Pour chacune des 7 catégories, on a attribué une note à la commune, allant de 0 à 20 en fonction du taux pour 1 000 habitant·es du nombre de faits recensés. L’idée est de faciliter à la fois la comparaison entre les différentes communes et de les classer par ordre de crimes et délits croissants. Mais également de faciliter la compréhension pour les lecteurs : un taux ne signifie pas grand chose, une note du plus bas au plus haut, oui !

Comment le faire ? 

Pour chaque catégorie, nous avons réalisé un tableau croisé dynamique. En colonnes, la commune, en lignes, l’année, en valeurs le taux pour mille et en filtrant par la catégorie de crimes et délits d’intérêt.

On voit ainsi apparaître pour chaque année quel a été le taux maximal de cas enregistrés pour une catégorie de crimes et délits = cette valeur sera notre 20 / 20 !

À cette étape, on fait le choix de se concentrer uniquement sur l’année 2023. Sans cela, le volume de données à traiter aurait été trop important.

Grâce à un produit en croix, on associe pour chaque commune et pour chaque année une note allant de 0 à 20.

On effectue ensuite une moyenne des notes sur les 7 catégories, pour attribuer une note unique à la commune.

On importe la base de données du type d’armement. Nouveau tableau croisé dynamique : en créant des intervalles de notes, on peut visualiser combien d’occurrences de communes autorisant le port d’armes létales : « bientôt », « oui », « non » ou « non renseigné ».

On importe les données dans datawrapper pour la visualisation. 

  • Test du facteur « Couleur politique de la municipalité »

On importe les données qui détaillent la couleur politique des municipalités.

On applique un filtre sur la colonne armement pour sélectionner uniquement les communes dont les polices municipales portent déjà des armes létales (ou vont bientôt s’en doter).

Le volume des communes concernées n’étant pas trop important, nous pouvons nous permettre de comptabiliser à la main combien d’entre elles ont un·e maire élu·e sous l’étiquette « Divers », « Centre », « Gauche » et « Droite ». 

On transfère ensuite vers datawrapper pour visualiser les données.

Difficulté du traitement des données

Le volume de données à traiter étant important, nous avons dû faire des choix. Pour le test du facteur “crimes et délits” par exemple, nous aurions aimé pouvoir calculer une note moyenne pour chaque année, pour ensuite la croiser avec l’année de dotation en armes létales. Nous avons dû revoir à la baisse notre ambition, pour se contenter d’une cartographie pour l’année de 2023 du rapport entre taux de “crimes et délits” et la dotation en armes létales. Pour résumer, nous sommes passé·es d’une volonté de démontrer à celle d’illustrer. 

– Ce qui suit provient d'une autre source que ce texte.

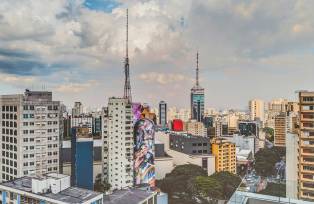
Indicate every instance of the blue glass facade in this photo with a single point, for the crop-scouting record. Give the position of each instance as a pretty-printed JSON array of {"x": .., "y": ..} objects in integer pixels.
[
  {"x": 197, "y": 104},
  {"x": 82, "y": 162}
]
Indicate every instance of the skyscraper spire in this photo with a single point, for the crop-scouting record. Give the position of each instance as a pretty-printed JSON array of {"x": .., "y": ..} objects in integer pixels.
[
  {"x": 197, "y": 70},
  {"x": 127, "y": 83}
]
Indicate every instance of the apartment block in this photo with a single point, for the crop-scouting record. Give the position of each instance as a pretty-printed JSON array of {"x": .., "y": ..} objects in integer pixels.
[
  {"x": 118, "y": 143},
  {"x": 225, "y": 155},
  {"x": 30, "y": 126},
  {"x": 306, "y": 146},
  {"x": 280, "y": 130}
]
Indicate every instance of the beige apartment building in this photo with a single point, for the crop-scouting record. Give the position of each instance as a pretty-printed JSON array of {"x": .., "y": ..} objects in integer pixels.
[
  {"x": 306, "y": 146},
  {"x": 280, "y": 130}
]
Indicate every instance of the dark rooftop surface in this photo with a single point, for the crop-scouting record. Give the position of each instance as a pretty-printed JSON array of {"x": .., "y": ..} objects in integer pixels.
[
  {"x": 69, "y": 195},
  {"x": 130, "y": 196}
]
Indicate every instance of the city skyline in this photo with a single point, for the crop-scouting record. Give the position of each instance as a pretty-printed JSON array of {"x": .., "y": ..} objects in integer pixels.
[{"x": 245, "y": 55}]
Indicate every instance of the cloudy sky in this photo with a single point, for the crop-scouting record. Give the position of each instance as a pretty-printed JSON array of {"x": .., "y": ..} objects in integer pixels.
[{"x": 248, "y": 49}]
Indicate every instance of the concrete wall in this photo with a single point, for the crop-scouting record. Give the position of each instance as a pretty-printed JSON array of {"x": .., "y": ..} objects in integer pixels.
[
  {"x": 163, "y": 165},
  {"x": 97, "y": 169}
]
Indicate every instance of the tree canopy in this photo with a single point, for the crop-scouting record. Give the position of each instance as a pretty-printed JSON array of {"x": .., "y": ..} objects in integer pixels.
[
  {"x": 275, "y": 189},
  {"x": 265, "y": 160},
  {"x": 191, "y": 183}
]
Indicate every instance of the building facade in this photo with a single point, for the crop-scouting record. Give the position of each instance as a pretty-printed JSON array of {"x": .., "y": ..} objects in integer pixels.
[
  {"x": 82, "y": 158},
  {"x": 306, "y": 146},
  {"x": 189, "y": 144},
  {"x": 225, "y": 155},
  {"x": 280, "y": 130},
  {"x": 257, "y": 109},
  {"x": 30, "y": 131},
  {"x": 197, "y": 99},
  {"x": 163, "y": 114},
  {"x": 118, "y": 143}
]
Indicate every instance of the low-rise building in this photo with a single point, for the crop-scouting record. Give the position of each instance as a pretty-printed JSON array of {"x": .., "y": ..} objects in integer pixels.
[
  {"x": 189, "y": 144},
  {"x": 52, "y": 188},
  {"x": 225, "y": 155}
]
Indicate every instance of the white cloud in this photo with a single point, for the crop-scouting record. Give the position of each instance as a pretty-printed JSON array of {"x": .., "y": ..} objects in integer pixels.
[
  {"x": 75, "y": 87},
  {"x": 163, "y": 78}
]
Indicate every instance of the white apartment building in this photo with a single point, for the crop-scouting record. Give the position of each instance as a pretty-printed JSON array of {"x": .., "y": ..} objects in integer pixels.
[
  {"x": 118, "y": 143},
  {"x": 257, "y": 109},
  {"x": 83, "y": 120},
  {"x": 30, "y": 131}
]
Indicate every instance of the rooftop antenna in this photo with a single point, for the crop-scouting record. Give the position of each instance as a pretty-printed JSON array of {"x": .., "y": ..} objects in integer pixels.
[
  {"x": 197, "y": 70},
  {"x": 127, "y": 83}
]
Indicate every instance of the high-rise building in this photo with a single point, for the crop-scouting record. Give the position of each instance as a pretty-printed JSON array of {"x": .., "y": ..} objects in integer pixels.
[
  {"x": 197, "y": 98},
  {"x": 77, "y": 110},
  {"x": 82, "y": 158},
  {"x": 30, "y": 131},
  {"x": 118, "y": 143},
  {"x": 196, "y": 128},
  {"x": 306, "y": 146},
  {"x": 83, "y": 120},
  {"x": 280, "y": 130},
  {"x": 257, "y": 109},
  {"x": 225, "y": 155},
  {"x": 248, "y": 128},
  {"x": 163, "y": 114},
  {"x": 292, "y": 165}
]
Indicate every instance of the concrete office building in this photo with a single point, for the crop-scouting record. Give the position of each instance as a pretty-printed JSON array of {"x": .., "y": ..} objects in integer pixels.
[
  {"x": 248, "y": 128},
  {"x": 280, "y": 130},
  {"x": 196, "y": 128},
  {"x": 51, "y": 188},
  {"x": 292, "y": 165},
  {"x": 306, "y": 146},
  {"x": 189, "y": 144},
  {"x": 243, "y": 142},
  {"x": 197, "y": 98},
  {"x": 257, "y": 109},
  {"x": 66, "y": 158},
  {"x": 162, "y": 114},
  {"x": 83, "y": 120},
  {"x": 82, "y": 158},
  {"x": 225, "y": 155},
  {"x": 178, "y": 157},
  {"x": 77, "y": 110},
  {"x": 30, "y": 132},
  {"x": 118, "y": 143}
]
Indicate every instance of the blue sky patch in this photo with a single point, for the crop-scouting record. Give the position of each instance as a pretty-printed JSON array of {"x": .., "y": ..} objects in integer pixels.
[{"x": 102, "y": 5}]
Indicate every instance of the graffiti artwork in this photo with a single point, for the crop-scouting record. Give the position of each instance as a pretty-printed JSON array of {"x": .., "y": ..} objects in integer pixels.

Ensuite, notre démarche comportant plusieurs étapes, il nous a fallu faire un plan précis pour savoir comment procéder. Typiquement, affubler de notes les différentes communes en termes de “crimes et délits” a nécessité plusieurs étapes, puis de les répartir par classes pour avoir des ”pools” suffisants pour chaque intervalle.

Difficulté du terrain

Nous avons tout d’abord tenté de contacter différent·s expert·es des armes, pour comprendre un peu mieux les tendances et enjeux relatifs à notre sujet. En complément de nos ressources numériques, nous avons gagné de nombreux renseignements via ces interviews, aussi bien sur les facteurs d’armement que sur la manière dont un tel dispositif est mis en place.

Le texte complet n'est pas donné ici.